Files
wz-phone/docs/PRD/PRD-transport-feedback-bwe.md
2026-05-11 12:37:32 +04:00

4.8 KiB
Raw Permalink Blame History

PRD: Transport Feedback & Bandwidth Estimator

Status: proposed Resolves: Audit W6 (no BWE), W14 (no receiver→sender feedback channel). Depends on: PRD #1 (wire format v2 — for u32 seq).

Problem

AdaptiveQualityController decides tier transitions from loss% and RTT only. Quinn exposes congestion-window and bytes-in-flight, but we don't consume them. There is no receiver→sender feedback channel beyond the inline 4-byte QualityReport.

Consequences:

  • On stable links with spare capacity, we never upgrade past the declared profile (audio stuck at Opus 24 k when 64 k is available).
  • Oscillation between adjacent tiers on the boundary.
  • No bandwidth-aware adaptation = no usable video. Video without BWE either oscillates wildly or never uses available capacity.

Goals

  • Continuous bandwidth estimate per session, surfaced to adaptation controllers.
  • Receiver→sender feedback at ~50 ms cadence carrying ack/nack/remb.
  • Audio benefits immediately (smarter upgrades, fewer oscillations).
  • Video uses BWE as its primary input (PRD #7).

Non-goals

  • Replacing Quinn's congestion controller — we ride on top.
  • Cross-stream BWE (each session estimates independently for v1).

Design

SignalMessage::TransportFeedback

New signal variant, sent on the existing signal stream every 50 ms or every N media packets, whichever first:

pub struct TransportFeedback {
    pub version: u8,            // PRD #4 W12: always present
    pub stream_id: u8,           // 0 for session-wide; >0 for per-stream
    pub acked_seqs: Vec<u32>,    // recent seqs received OK (RLE-compressed)
    pub nacked_seqs: Vec<u32>,   // recent seqs missing (RLE-compressed)
    pub remb_bps: u32,           // receiver's estimated max bandwidth
    pub recv_time_us: u64,       // arrival-time for sender-side jitter calc
}

RLE compression keeps the wire size bounded (typical payload ~50 B).

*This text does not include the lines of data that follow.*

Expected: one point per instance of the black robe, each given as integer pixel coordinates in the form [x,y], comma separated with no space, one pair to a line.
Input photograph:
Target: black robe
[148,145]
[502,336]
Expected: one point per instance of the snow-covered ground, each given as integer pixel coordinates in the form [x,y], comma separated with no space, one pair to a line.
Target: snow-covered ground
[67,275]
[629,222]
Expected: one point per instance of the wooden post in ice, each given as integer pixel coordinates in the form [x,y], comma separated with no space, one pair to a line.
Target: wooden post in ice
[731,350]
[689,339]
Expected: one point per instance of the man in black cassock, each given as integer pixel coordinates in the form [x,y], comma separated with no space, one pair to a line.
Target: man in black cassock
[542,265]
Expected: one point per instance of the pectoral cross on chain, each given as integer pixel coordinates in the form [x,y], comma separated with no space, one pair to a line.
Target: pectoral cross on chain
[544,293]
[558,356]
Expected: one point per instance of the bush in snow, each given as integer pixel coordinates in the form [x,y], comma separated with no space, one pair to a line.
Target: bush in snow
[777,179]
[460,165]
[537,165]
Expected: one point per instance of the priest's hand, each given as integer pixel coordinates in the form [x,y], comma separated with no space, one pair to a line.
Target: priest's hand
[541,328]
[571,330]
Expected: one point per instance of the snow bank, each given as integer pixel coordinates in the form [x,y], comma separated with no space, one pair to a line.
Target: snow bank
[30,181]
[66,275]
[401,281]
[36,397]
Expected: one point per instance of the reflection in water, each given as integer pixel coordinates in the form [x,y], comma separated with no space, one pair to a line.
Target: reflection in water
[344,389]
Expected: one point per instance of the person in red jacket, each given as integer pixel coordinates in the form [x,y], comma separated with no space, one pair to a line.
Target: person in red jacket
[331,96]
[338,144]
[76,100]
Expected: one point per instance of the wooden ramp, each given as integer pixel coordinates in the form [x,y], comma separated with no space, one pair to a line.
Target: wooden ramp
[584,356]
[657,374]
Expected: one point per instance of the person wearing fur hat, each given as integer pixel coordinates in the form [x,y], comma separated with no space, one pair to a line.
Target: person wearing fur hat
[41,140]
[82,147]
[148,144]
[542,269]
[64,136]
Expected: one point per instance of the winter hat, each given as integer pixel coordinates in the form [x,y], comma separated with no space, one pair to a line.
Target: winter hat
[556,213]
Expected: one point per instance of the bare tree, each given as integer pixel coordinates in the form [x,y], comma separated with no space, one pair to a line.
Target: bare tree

BandwidthEstimator (in wzp-proto)

pub struct BandwidthEstimator {
    cwnd_bps: AtomicU64,         // from Quinn path stats
    bytes_in_flight: AtomicU64,  // from Quinn path stats
    peer_remb_bps: AtomicU64,    // from TransportFeedback
    smoothed_bps: AtomicU64,     // EWMA output
}

impl BandwidthEstimator {
    pub fn update_from_quinn(&self, stats: &QuinnPathStats);
    pub fn update_from_peer(&self, fb: &TransportFeedback);
    pub fn target_send_bps(&self) -> u64 {
        // 0.9 × min(cwnd_bps, peer_remb_bps), EWMA-smoothed
    }
}

Three signals fused:

  1. Quinn cwnd. Conservative ceiling — sending faster than cwnd just drops or queues.
  2. Peer REMB. Receiver's perspective on what they can actually consume (after their own jitter buffer, decode budget, etc.).
  3. EWMA smoothing. Half-life ~2 s; avoids oscillation.

Target = 90 % of min(cwnd, remb), leaving headroom for probing upward.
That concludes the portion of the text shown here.